Ziarah

Sejak aku meninggalkan masa kelamku, aku mulai bertandang ke sini. Piknik batin di Gereja Santa Maria Diangkat Ke Surga untuk melarutkan aku pada aroma keagungan Tuhan yang Maha Kuasa. Setidaknya aku menyambangi rumahNya, merasakan keteduhan hadiratNya. Rasanya sudah sekian lama aku tidak merasakan keteduhan dalam hatiku. Masa lalu itu begitu kelam, penuh dengan tangisan dan dendam. Mendekati gerbangnya, semua pikiranku telah kosong, aku merasa sangat beruntung.
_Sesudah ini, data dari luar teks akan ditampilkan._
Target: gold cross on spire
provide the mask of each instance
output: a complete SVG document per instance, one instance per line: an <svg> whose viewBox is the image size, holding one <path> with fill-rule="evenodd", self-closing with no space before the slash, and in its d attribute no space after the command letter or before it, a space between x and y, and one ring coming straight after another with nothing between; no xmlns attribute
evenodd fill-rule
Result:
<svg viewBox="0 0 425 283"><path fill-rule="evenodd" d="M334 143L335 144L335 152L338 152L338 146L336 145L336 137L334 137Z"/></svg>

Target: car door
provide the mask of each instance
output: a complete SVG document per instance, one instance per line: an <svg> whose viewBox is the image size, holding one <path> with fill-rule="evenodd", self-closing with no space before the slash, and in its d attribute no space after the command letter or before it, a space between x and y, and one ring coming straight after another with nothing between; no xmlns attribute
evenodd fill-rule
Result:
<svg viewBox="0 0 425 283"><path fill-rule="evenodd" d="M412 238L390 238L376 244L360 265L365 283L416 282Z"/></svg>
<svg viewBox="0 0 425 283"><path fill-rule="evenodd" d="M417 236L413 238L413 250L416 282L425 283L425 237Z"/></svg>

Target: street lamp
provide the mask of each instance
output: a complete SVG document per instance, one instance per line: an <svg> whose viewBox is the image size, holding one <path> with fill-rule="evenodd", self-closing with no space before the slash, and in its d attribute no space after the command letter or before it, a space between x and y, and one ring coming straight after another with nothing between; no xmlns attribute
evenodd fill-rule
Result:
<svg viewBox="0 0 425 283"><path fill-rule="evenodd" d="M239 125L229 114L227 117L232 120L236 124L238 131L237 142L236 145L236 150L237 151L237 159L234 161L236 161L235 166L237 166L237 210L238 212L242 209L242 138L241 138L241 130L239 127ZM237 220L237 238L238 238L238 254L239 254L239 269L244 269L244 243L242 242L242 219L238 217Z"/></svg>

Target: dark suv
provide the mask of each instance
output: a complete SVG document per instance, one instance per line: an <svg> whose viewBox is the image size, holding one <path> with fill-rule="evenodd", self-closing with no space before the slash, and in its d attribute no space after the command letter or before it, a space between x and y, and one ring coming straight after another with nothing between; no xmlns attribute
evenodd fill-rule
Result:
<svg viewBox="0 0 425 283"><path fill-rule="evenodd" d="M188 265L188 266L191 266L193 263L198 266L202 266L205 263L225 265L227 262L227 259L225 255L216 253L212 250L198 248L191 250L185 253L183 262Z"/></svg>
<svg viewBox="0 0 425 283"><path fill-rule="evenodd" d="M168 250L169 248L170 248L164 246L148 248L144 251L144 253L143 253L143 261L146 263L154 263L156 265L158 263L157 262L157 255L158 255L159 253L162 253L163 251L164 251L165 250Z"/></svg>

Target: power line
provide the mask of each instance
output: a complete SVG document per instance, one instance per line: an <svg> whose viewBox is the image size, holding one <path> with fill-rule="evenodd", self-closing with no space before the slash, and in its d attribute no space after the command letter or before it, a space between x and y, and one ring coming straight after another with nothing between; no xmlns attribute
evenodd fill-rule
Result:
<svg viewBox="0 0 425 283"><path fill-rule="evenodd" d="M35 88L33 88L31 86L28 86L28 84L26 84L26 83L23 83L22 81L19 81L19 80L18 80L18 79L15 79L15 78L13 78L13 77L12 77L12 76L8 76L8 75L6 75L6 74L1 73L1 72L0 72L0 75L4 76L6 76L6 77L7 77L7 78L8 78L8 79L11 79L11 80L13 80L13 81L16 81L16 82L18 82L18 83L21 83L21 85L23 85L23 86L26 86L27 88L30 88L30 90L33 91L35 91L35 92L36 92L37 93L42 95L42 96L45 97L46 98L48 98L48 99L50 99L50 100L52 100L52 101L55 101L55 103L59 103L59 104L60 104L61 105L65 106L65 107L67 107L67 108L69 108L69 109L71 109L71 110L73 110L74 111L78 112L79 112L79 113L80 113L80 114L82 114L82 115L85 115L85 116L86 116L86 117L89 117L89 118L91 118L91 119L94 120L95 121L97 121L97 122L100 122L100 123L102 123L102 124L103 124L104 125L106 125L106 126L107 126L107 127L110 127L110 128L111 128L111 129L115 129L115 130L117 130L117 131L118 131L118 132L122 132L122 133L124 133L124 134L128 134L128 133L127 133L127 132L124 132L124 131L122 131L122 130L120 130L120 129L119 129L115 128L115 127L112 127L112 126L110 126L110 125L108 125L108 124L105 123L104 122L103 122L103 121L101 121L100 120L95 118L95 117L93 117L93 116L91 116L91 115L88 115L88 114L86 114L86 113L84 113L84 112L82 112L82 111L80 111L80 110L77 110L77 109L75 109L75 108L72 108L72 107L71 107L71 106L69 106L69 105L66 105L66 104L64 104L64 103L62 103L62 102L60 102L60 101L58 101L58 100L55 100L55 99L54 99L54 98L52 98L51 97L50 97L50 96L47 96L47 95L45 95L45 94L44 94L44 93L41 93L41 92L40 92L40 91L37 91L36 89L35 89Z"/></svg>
Karena dengan segala kekosongan itu aku bisa mendengarkan semua suara dengan jelas.

Terdengar sayup-sayup suara paduan suara membacakan sebuah Litania. Kyrie eleison – Tuhan kasihanilah kami” begitu awalan setiap Litania; mengayun perasaanku turun karena aku mengingat dosa masa kelamku. Benar ya Tuhan, kasihanilah aku! Rutukku dalam kesedihan yang mendalam. Aku memang orang yang perlu dikasihani, demikian bathinku bicara.

Perlahan langkahku terus bergerak, semakin dekat ke arah pintu depannya. Di depan patung Bunda Maria aku tersungkur. Bagaimana tidak? Pada anakNya lah Allah bicara langsung kepada manusia; melalui dia aku mengenal Tuhan. Seperti tulisan pada bagian atas pintu itu berbunyi “Beatam Me Dicent Omnes Generationes" ; aku pun berpikir bahwa aku mungkin tidak termasuk orang-orang yang berbahagia sampai saat ini. Itulah kenapa akhir-akhir ini aku mulai melakukan perjalanan untuk menyambangi tempat-tempat seperti gereja ini. Mungkin suatu saat aku juga datang kepada tempat-tempat suci lain di bumi ini.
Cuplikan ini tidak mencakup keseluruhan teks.